Balvenie 15 Years Old Single Barrel Sherry Cask (47.8% abv)
Nose: Initial entry presents dense and rich sherry along with a pronounced demerara sugar note. Raisins, prunes, apricots and lively wood spices such as cinnamon, nutmeg and cloves intermingle well with one another and despite the sherried nature of this dram, it does not seem to be as sweet on the nose as one would otherwise expect. (21/25)
Palate: Complex, rich sherry coupled with the fruits and wood spices which have transferred from the nose to the palate. Once again, this dram doesn’t seem as sweet as one would otherwise expect and there is a certain level of complexity to it.
With time, the demerara sugar notes from the nose also transfer onto the palate and there is a bit of cigar smoke and some chewy malt present. (23/25)
Finish: Medium on the finish, with the wood spices, dense sherry, oak and fruits being the dominant players. The fruitiness does fade after sometime, leaving the spices and the oak to spar with one another to the very end. (21/25)

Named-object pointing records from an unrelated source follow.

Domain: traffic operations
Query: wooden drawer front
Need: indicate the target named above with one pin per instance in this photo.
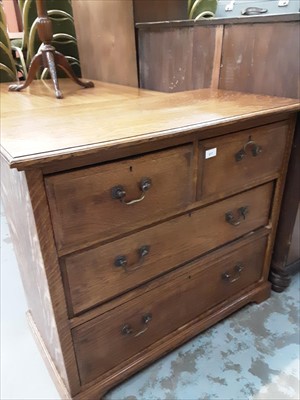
(115, 336)
(240, 159)
(93, 276)
(82, 206)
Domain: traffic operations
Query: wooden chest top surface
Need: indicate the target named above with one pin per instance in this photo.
(37, 128)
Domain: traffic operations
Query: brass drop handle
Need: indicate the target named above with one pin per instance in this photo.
(226, 276)
(118, 192)
(241, 215)
(127, 330)
(121, 261)
(251, 146)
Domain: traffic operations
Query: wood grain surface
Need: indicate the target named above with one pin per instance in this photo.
(37, 259)
(83, 209)
(272, 140)
(101, 345)
(93, 278)
(97, 122)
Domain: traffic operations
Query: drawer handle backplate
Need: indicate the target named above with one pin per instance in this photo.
(118, 192)
(121, 261)
(241, 215)
(251, 147)
(127, 330)
(226, 276)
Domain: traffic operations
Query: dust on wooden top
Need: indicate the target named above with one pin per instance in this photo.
(36, 128)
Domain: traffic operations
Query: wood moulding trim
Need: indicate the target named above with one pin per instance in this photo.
(215, 76)
(98, 388)
(278, 194)
(217, 21)
(43, 224)
(61, 388)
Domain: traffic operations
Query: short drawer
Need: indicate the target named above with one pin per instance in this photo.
(112, 338)
(238, 160)
(99, 274)
(99, 202)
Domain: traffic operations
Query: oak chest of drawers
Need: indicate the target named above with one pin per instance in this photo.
(139, 219)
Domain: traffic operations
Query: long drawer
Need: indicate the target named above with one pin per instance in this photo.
(228, 163)
(92, 204)
(101, 273)
(104, 342)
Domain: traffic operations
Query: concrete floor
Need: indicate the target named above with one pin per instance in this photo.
(254, 354)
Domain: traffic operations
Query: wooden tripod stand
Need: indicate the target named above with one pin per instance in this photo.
(48, 56)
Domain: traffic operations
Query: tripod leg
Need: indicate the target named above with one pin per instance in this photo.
(35, 64)
(52, 68)
(62, 62)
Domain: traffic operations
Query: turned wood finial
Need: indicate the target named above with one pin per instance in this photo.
(48, 57)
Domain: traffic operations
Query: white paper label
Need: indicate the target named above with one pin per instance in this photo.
(211, 153)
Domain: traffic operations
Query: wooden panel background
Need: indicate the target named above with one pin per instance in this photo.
(106, 40)
(174, 60)
(157, 10)
(262, 58)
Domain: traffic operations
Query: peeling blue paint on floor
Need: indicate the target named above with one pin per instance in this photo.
(253, 354)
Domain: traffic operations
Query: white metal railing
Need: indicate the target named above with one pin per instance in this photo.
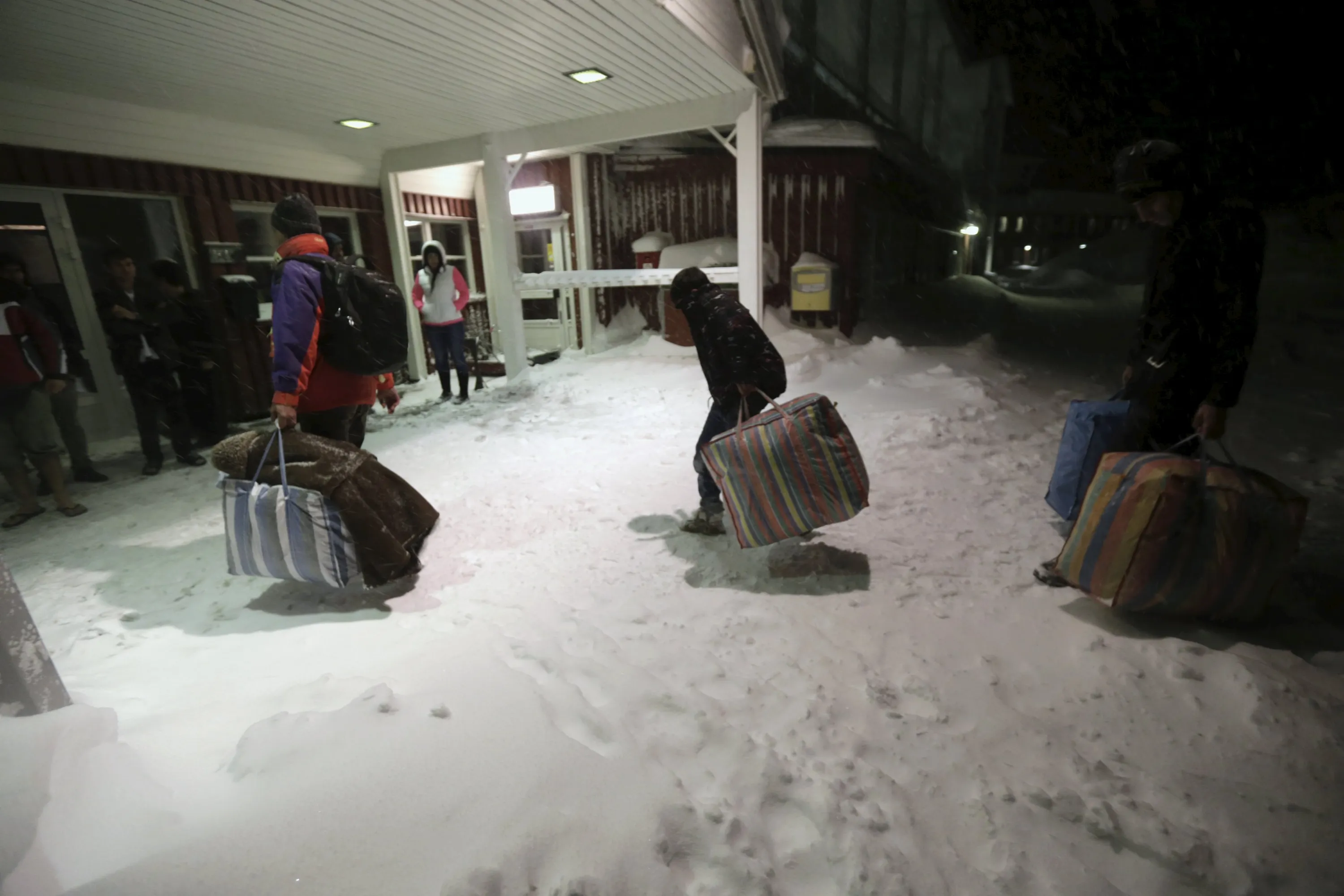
(625, 277)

Balance: A rather well-balanced and well-crafted dram which exhibits a little bit of everything in terms of sweetness, fruitiness, spiciness and oakiness. It does become slightly more spicy towards the end, but all aspects are well represented and the quality of the sherry cask used during the maturation phase is evident. (22/25)
The Balvenie 15 Years Old Single Barrel Sherry Cask can be purchased on Master of Malt for £66.66 ex VAT and on The Whisky Exchange for £68.46 ex VAT, so there are small savings to be made if you are looking to make a group purchase (which would be more worthwhile due to the prohibitive shipping costs associated with purchasing a single bottle).
Until the next review, have a wonderful week ahead.